L’espressione delle memorie di Giovanna proviene da «quadernini marciti in buche di sassi», sempre dal prologo, e l’attributo “veri” nel titolo ha un preciso significato. «Si tratta di un diario in cui fatti, luoghi e persone furono veri», autentici ma mediati dal tempo. La retorica è poca, l’emotività temperata, la scrittura mette al centro gli spostamenti, le lunghe traversate, a piedi o sugli sci, una scrittura concreta che sa non cadere in una scarnificazione fredda ma lascia spazio a pochi e meditati picchi di commozione. Una scrittura intima ma non ermetica, in cui l’autrice offre senza veli le chiavi di lettura di sé stessa, senza però intrappolare il lettore in uno schema autobiografico statico. 

A Giovanna Zangrandi viene diagnosticato il Parkinson proprio quando sta finendo la stesura de I giorni veri. E sempre a questo diario si appella per chiedere aiuto nella malattia: Arturo Fornasier, il giovane “Volpe” de I giorni veri, con cui Anna scappò nel 1944 da un rastrellamento nazista, è l’unico che vuole accanto fino alla fine.
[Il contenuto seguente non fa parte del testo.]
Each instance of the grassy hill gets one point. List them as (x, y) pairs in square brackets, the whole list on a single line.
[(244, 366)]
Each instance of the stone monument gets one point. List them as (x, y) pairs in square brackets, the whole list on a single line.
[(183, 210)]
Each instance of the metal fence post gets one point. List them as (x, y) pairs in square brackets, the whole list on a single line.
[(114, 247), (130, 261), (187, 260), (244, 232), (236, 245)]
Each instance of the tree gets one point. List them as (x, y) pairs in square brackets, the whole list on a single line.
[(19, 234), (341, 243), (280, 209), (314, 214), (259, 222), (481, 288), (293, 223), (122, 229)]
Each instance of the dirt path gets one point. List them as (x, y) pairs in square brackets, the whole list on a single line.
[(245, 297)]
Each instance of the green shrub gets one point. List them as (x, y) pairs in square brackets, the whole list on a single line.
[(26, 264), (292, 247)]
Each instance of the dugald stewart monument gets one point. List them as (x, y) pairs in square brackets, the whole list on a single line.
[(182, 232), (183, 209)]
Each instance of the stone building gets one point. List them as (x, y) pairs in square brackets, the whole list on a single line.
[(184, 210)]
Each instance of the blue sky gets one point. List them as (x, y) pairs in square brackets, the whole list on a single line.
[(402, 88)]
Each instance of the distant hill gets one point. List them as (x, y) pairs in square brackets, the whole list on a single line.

Nel prologo si legge anche un desiderio, l’ultimo, poiché ultima è stata la fine della scrittura de I giorni veri. «Vorrei che dalla crudezza pulita della realtà uscisse una testimonianza e una moralità che molti miei contemporanei oggi o rinnegano o soffocano nell’adipe dei vari miracoli economici, e che molti giovani non sanno».